Geidel and Anderson awarded High Impact grant to travel to Mill Neck School for the Deaf
Dr. Amanda Geidel and Dr. Vicki Anderson have been awarded a “High Impact” grant from Concordia in order to continue exploring partnership opportunities with Mill Neck Manor School for the Deaf.
The High Impact grant funds awarded to select faculty members are for use in the development of new educational experiences for their students. These experiences help students and faculty engage in learning that goes beyond the typical classroom, and are meaningful to student growth and development within their field of study.

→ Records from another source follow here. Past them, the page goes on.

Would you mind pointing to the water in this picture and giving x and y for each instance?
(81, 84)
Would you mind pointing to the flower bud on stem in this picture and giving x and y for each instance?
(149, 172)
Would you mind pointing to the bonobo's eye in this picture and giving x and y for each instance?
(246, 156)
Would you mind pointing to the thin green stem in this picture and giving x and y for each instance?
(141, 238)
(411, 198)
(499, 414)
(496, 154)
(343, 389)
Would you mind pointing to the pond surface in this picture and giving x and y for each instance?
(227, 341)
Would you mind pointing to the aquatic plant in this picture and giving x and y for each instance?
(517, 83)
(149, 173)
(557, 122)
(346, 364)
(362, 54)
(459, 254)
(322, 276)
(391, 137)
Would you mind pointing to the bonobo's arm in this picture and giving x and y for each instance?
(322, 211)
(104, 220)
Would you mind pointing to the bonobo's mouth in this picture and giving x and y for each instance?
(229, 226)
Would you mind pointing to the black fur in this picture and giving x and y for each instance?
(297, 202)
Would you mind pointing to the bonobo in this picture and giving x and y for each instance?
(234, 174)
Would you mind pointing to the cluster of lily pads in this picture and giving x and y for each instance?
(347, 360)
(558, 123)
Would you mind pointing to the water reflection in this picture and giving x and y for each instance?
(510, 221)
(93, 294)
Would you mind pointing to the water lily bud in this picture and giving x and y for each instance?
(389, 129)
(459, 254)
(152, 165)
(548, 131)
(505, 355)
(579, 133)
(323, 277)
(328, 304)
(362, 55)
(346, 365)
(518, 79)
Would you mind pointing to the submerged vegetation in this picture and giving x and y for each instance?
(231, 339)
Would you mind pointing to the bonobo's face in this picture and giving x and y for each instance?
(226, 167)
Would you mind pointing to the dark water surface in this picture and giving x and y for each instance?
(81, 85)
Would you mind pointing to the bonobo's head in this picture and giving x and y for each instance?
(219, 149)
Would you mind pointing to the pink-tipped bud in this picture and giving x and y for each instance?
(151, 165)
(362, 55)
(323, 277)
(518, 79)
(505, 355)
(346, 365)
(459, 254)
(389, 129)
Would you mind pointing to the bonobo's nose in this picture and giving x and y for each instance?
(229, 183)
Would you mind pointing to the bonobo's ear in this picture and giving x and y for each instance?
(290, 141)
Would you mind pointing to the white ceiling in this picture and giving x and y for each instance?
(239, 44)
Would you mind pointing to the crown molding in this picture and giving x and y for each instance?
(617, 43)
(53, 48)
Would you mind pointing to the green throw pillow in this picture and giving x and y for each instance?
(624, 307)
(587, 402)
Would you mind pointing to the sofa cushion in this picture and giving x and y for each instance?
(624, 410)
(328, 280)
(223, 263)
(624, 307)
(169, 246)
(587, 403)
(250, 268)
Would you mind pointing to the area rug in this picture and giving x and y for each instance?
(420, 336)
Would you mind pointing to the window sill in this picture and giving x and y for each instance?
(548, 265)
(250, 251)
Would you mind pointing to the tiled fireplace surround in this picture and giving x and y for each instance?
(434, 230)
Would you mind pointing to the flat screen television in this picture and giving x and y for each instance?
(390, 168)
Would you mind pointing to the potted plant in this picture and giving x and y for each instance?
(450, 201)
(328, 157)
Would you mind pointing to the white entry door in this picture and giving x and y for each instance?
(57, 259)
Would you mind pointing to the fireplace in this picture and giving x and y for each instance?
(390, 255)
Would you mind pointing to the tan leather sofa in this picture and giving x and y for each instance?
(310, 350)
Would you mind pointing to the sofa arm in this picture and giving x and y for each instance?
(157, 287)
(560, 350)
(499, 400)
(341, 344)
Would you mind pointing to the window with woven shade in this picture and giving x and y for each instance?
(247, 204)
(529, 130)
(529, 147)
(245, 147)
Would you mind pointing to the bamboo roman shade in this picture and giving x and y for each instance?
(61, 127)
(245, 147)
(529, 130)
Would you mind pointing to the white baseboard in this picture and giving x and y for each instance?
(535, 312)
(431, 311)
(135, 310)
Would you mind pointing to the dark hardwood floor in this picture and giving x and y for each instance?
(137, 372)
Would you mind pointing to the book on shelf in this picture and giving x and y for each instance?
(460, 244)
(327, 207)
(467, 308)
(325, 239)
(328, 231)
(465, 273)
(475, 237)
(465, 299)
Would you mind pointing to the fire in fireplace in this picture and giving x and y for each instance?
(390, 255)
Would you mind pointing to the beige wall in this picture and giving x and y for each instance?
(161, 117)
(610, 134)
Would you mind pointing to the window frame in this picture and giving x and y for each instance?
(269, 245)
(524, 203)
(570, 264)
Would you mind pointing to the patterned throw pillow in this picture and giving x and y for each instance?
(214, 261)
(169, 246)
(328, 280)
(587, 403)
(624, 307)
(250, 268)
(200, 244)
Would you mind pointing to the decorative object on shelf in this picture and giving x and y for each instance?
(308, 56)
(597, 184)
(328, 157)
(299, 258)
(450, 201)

In March 2018, Geidel, associate professor of education and director of special education, and Anderson, chair of international cultural studies and English as a Second Language (ESL), and program director for Teachers of English to Speakers of Other Languages (TESOL), will travel to Mill Neck Manor School for the Deaf to meet with administrators and teachers about future partnership opportunities.
Dr. Vicki Anderson traveled with three Concordia students to Mill Neck on Long Island, New York, this past May. While there, they were able to observe and assist in the teaching of children in the deaf community.
Toria Turner, a Concordia ASL student from New Palestine, Ind., helped teach an English class. Cadence Klemp, a senior in music therapy from Seward, was put into a music therapy class, where they focused on feeling rhythms. And Jessica Lewis, an early childhood education major from Salem, assisted in various pre-school and special needs classes.
“Many of the students at Mill Neck weren’t diagnosed as deaf early, so they grew up with no language in a sense,” Anderson said. “Not only are they being taught sign language, but they’re also being taught English for the first time. It’s like learning ESL while simultaneously learning your first language. It’s a challenge, but one that we are honored to have the opportunity to help with.”
Mill Neck Manor was originally home to a cosmetics millionaire in the 1940s until a group of pastors bought it and turned it into a boarding school for the deaf. Today, Lutheran Friends of the Deaf teach infant through high school students at Mill Neck throughout the year, including a six week summer program.
Turner plans to return to Mill Neck for her student teaching. She will be the first ASL and education student from Concordia to teach there. Anderson is also set to return with more students this next summer.
Concordia’s ASL and ESL programs are also developing online courses for deaf-educators and partnering with researchers around the country to write and publish their data and find its implications.